Nice.
The former Soviet dictator Joseph Stalin may have killed millions of his own people but this weekend he could be chosen by Russians as their greatest-ever countryman.
Inspired by the British competition 100 Greatest Britons, one of Russia’s biggest television stations Rossiya has been conducting a nationwide poll for much of this year.
From an original list of 500 candidates now there are just 12 names left from which viewers can select their all-time hero.
The winner will be announced on Sunday.
More than 3.5 million people have already voted and Stalin - born an ethnic Georgian - has been riding high for many months.
In the summer he held the number one slot but was knocked down several places after the producer of the show appealed to viewers to vote for someone else.
Update: He came in third.
The poll excluded living Russians, or Vladimir Putin would have been a shoe-in. I think “greatest ever Russian” was code for “most like Putin.” If you think of it that way, the inclusion of both Joseph Stalin and Pyotr Stolypin (who came in second) makes sense. A Russian scholar of my acquaintance recently described Putin as “Stalin without the social programs.”
Remember, you can’t spell Rasputin without Putin.

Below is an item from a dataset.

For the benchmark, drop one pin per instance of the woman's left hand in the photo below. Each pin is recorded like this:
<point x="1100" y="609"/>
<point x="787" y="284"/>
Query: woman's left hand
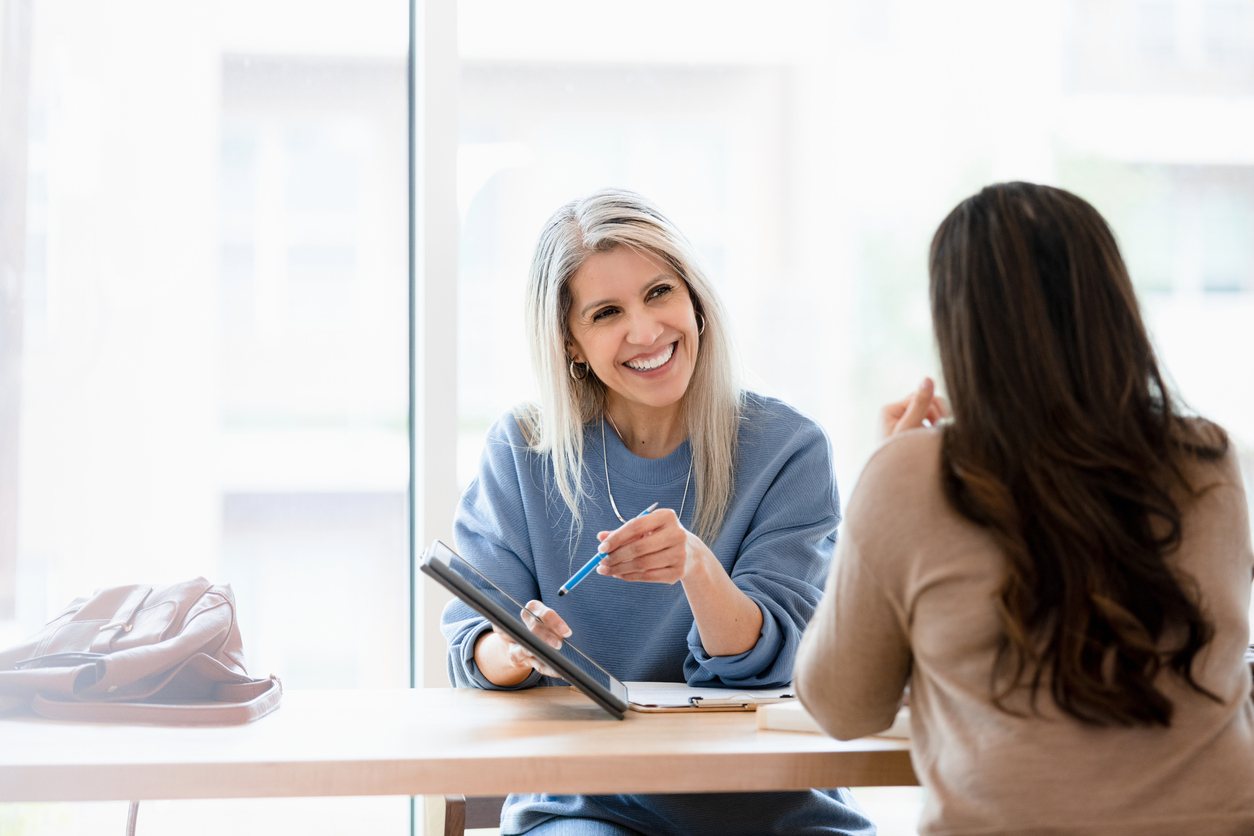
<point x="653" y="548"/>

Also consider that no one remains alive that recalls Nevsky. It is a judgement on recent propaganda, not on the facts. Nevsky is the soviet saint who defeated the Germans in a WWII “made for Soviet Union” movie.
Stolypin was assassinated for seeking to give land to the peasants. Again, his place is based on current propaganda, not on his importance. The failure of his reforms provided substantial justification for the communist revolution.

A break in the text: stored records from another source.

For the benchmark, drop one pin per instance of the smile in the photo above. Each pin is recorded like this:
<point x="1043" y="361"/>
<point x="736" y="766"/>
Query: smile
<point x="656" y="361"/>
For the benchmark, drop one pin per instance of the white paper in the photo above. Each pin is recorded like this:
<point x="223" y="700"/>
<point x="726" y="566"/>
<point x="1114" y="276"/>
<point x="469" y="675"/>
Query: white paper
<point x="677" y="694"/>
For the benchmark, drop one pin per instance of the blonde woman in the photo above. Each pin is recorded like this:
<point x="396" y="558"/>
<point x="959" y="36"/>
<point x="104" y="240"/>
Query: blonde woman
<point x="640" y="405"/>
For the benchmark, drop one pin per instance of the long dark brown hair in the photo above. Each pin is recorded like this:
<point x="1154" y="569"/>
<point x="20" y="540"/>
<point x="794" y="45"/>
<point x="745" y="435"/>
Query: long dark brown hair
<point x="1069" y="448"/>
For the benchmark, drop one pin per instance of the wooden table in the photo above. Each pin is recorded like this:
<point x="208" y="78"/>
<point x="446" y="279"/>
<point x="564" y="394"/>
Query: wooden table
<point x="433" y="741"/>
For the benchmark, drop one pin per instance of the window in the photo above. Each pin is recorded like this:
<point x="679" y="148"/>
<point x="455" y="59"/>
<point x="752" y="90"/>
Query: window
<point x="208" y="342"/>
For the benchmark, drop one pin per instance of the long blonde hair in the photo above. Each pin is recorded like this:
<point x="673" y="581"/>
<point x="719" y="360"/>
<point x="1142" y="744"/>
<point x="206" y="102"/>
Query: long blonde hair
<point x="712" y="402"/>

Stalin is the socialist saint who defeated the Germans in WWII. Propaganda leaves out the Kaytun Wood murders when Soviet Russia was allied with Germany to defeat poland, leaves out the murder of the kulacks, the famine in the Ukraine, the invasion of Finland, and general oppression and co-opting state power to murder rivals, suspects, or merely clever party functionaries trying to do their job. The torture masters in the NKVD needed a fair number of victims to justify their positions, and created crimes as necessary to accomplish that. None of that is in the recent (Putinesque) propaganda.